Williams may be a late arrival to the electro-pop party, but he certainly knows how to make a grand entrance. Rudebox is an irreverent, cheeky collection that never takes itself seriously. It pays tribute to the music of the singer's youth with clever lyrical homages to artists ranging from George Michael and A Flock of Seagulls to Run DMC and the Beastie Boys.
It's immediately apparent from the moment the title track kicks off Rudebox that this is no ordinary Robbie Williams album. A bass-heavy floor-filler, ''Rudebox'' has a way of wedging itself in your brain with its infectious, yet utterly meaningless, chorus. The half-rapped song with nonsensical, stream of consciousness lyrics lifts the rhythm track and a portion of the chorus from Jamaican duo Sly & Robbie's '87 single ''Boops (Here To Go).''
Williams shifts gears numerous times, from the dance-meets-bluegrass hick-hop of ''Viva Life On Mars,'' to ''Good Doctor,'' a silly, self-deprecating take on prescription pills and addictive behaviors delivered in a thick Manchester accent.
Cover songs account for a large percentage of Rudebox, and they're all over the map in terms of source and style.

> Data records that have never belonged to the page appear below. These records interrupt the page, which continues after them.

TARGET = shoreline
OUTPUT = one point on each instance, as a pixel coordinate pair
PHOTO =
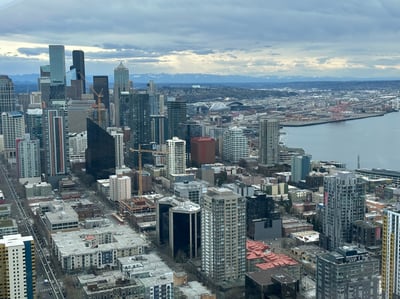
(327, 121)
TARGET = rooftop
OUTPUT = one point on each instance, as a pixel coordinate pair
(85, 241)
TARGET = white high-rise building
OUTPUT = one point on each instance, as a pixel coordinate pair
(235, 145)
(176, 157)
(120, 187)
(391, 254)
(28, 157)
(121, 84)
(269, 141)
(78, 146)
(344, 203)
(223, 235)
(17, 267)
(13, 124)
(119, 146)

Williams channels Jamiroquai (or is it latter-day George Michael?) on his disco-funk cover of Lewis Taylor's ''Lovelight,'' one of the most accessible and memorable tracks on the album. After experimenting with falsetto on the chorus of ''Tripping'' on his last album, Williams takes the plunge and this time sings the entire song in his upper register. The song is pure pop ecstasy. His most eccentric song choice is Manu Chao's ''Bongo Bong and Je Ne T'Aime Plus'' (aka ''King of the Bongo''), a Matthew McConaughey-worthy reggae ditty that segues into French pop, with guest vocals by Britpop newcomer Lily Allen.

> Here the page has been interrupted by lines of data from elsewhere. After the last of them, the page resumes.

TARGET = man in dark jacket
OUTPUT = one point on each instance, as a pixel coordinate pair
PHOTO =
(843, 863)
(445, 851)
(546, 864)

Also included is a faithful and unnecessary remake of Human League's ''Louise,'' a synth-pop confection helmed by William Orbit. Its stagnant beats are so simple and dated that they could have been created in Williams's bedroom on a Casio 20 years ago. At the other end of the spectrum is a splendid update of ''Kiss Me'' by Stephen ''Tin Tin'' Duffy, who co-wrote and co-produced all of the songs on Williams's last album.
Synth-pop mainstays the Pet Shop Boys team with Williams on a pair of songs. In the land of derivation, he covers the Pet Shop Boys' cover of ''We're the Pet Shop Boys'' by New York City electronica collective My Robot Friend. Williams and Neil Tennant share vocals over a dream-like wash of synths and drum machines. The Boys return on ''She's Madonna,'' which they produced and co-wrote with Williams. Taking its musical inspiration from Kraftwerk's ''Tour De France,'' the song is an ode to Madge's irresistible sex appeal. ''No man on earth could say that he don't want her,'' Williams declares.
Thankfully, Williams buries the self-indulgent autobiographical tracks ''The '80s'' and ''The '90s'' near the end of the album. ''The '80s'' juxtaposes personal experiences with pop culture references to ill effect: ''Auntie Jo died of cancer / God didn't have an answer / Rhythm was a dancer.'' ''The '90s'' gets even more specific as it chronicles Williams's turbulent five-year stint with boy band Take That. Both songs are heavily influenced by the Anglo rap of The Streets.
Is Rudebox simply a creative diversion along the lines of Williams's swing and jazz standards collection Swing While You're Winning, or is he, at 10 years into his solo career, attempting to reinvent himself as his heroine Madonna routinely does? We won't know for sure until the next album drops. In the meantime, forgive the occasional nonsensical lyric and enjoy this for what it is -- an album that's feisty and fun, if somewhat flawed, just like Robbie Williams himself.